On Jan. 18, 2022, researchers found a heap base buffer overflow flaw (CVE-2022-0185) in the Linux kernel (5.1-rc1+) function “legacy_parse_param” of filesystem context functionality, which allows an out-of-bounds write in kernel memory. Using this primitive, an unprivileged attacker can escalate its privilege to root, bypassing any Linux namespace restrictions.
Table of Contents
CVE-2022-0185 Needs CAP_SYS_ADMIN
This flaw is triggered by sending 4095 bytes or greater input to legacy_parse_param function, which provides write primitive to exploit this vulnerability. The input data is added via fsconfig system call, which is used for configuring filesystem creation context (e.g., ext4 filesystem superblock).
fsconfig(fd, FSCONFIG_SET_STRING, "\x00", val, 0);
Use of fsconfig system call to add NULL terminated string pointed by “val”
To use the fsconfig system call, an unprivileged user must have CAP_SYS_ADMIN privileges at least in its current namespace. That means if a user can enter another namespace that has these privileges, it will be enough to exploit this vulnerability.
If CAP_SYS_ADMIN privileges are unavailable to an unprivileged user, attackers have another way to get these privileges using unshare(CLONE_NEWNS|CLONE_NEWUSER) system call. Unshare system call lets a user create or clone a namespace or user that can have necessary privileges required to conduct further attack. This type of technique becomes very relevant in Kubernetes and the container world where Linux namespaces are used to isolate pods. Let’s take a closer look at how an unshare system call can add CAP_SYS_ADMIN privileges in Kubernetes and the mitigation.

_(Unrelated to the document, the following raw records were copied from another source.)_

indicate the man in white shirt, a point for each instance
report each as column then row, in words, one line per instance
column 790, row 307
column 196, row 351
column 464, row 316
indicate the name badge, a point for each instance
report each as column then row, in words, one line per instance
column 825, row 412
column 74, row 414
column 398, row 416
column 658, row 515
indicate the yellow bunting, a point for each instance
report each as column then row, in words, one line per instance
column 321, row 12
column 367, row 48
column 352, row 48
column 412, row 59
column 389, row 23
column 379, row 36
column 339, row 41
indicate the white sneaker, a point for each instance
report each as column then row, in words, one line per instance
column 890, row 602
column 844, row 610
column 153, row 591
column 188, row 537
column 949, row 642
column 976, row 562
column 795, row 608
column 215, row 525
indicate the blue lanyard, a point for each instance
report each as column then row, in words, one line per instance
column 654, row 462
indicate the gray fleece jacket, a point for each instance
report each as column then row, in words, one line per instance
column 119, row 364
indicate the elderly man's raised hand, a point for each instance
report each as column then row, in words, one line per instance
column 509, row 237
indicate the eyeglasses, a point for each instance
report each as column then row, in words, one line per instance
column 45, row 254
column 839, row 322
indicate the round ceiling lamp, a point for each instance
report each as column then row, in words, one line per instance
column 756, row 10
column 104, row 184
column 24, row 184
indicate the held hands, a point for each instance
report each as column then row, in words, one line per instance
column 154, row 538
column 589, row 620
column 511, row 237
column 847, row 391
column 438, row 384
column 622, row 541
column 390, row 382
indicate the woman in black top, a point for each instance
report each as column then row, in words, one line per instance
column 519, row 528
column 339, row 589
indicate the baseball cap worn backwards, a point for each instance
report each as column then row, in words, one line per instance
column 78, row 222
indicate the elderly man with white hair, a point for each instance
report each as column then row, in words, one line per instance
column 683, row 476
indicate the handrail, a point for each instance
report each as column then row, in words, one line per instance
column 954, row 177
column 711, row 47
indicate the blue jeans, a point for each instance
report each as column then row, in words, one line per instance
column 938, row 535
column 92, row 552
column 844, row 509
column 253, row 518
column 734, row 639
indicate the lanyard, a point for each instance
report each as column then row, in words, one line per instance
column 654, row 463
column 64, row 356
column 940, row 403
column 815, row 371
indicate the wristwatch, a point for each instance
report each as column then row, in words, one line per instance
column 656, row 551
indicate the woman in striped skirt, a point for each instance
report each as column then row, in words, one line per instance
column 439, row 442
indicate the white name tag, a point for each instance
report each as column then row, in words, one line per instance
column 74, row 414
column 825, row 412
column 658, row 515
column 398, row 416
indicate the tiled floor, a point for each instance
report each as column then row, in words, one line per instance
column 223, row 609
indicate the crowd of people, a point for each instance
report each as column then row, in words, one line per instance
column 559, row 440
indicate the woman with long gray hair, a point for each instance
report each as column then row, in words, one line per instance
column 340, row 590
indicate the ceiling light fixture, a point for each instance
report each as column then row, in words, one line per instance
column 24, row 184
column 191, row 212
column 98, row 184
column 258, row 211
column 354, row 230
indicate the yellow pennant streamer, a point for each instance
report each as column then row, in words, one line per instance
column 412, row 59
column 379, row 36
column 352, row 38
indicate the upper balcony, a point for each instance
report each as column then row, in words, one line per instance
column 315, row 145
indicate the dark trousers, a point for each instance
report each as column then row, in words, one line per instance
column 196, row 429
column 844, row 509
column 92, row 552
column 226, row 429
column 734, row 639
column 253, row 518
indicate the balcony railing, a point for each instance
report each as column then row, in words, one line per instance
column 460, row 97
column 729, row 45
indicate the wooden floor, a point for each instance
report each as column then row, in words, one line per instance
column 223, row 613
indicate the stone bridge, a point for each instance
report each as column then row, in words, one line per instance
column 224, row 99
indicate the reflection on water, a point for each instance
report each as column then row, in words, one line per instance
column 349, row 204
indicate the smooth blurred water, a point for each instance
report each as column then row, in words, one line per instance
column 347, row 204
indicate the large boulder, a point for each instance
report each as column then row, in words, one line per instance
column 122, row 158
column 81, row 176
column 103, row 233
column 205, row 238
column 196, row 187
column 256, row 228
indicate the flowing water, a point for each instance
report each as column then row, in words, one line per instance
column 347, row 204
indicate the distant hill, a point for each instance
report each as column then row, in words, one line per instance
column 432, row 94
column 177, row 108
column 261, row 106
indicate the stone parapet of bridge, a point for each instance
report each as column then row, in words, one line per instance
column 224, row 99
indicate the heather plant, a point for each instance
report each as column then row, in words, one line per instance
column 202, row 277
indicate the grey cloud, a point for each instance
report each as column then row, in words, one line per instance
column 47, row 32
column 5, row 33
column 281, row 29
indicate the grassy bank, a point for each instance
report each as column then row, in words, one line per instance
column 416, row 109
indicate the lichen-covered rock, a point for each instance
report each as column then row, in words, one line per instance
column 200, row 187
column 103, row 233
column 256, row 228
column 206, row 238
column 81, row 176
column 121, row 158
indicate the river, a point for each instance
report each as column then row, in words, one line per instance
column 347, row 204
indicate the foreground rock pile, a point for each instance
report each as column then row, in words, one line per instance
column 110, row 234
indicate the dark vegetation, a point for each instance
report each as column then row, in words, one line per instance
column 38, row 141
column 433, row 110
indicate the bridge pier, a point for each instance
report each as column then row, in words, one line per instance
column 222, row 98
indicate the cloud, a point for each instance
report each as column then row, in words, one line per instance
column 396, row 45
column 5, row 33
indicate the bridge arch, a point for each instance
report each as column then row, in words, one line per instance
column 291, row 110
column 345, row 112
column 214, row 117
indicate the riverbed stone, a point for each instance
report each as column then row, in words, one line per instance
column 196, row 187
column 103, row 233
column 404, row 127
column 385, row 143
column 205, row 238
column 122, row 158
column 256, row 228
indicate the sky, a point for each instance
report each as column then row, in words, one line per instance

The exploit code and proof of concepts were released Jan. 25 on github by the research team that discovered this vulnerability.
unshare to Gain CAP_SYS_ADMIN Privileges on Kubernetes
Seccomp profile protects Linux namespace boundaries by blocking dangerous system calls being used by pods that are isolated using such namespaces. Docker and other runtimes have used such profiles to protect namespace boundaries for a long time. But Kubernetes by default doesn’t apply any Seccomp or AppArmor/SELinux profile restrictions when the pod is scheduled to run. Hence, such a pod by default gets free access to dangerous system calls that allow it to escalate privileges and gain necessary capabilities such as CAP_SYS_ADMIN for further attack.
In the following example, you can see that a non-privileged Kubernetes pod is scheduled to run and what its capabilities are. As you can see, this pod doesn’t have CAP_SYS_ADMIN privileges assigned to its root user.
$ # create non-privileged pod
$ kubectl run attacker --image=manojahuje/attacker
pod/attacker created
$ kubectl exec -it attacker bash
root@attacker:/# lsns | grep user
NS TYPE NPROCS PID USER COMMAND
4026531837 user 4 1 root /bin/sh -c while true;do sleep 5; done
root@attacker:/# capsh --print
Current: cap_chown,cap_dac_override,cap_fowner,cap_fsetid,cap_kill,cap_setgid,cap_setuid,cap_setpcap,cap_net_bind_service,cap_net_raw,cap_sys_chroot,cap_mknod,cap_audit_write,cap_setfcap=eip
Bounding set =cap_chown,cap_dac_override,cap_fowner,cap_fsetid,cap_kill,cap_setgid,cap_setuid,cap_setpcap,cap_net_bind_service,cap_net_raw,cap_sys_chroot,cap_mknod,cap_audit_write,cap_setfcap
Attacker pod doesn’t have CAP_SYS_ADMIN privileges
Now let’s escalate the privileges of our command line session to achieve CAP_SYS_ADMIN capabilities using an unshare system call. As you can see below, the attacker pod has gained CAP_SYS_ADMIN privileges after the use of unshare.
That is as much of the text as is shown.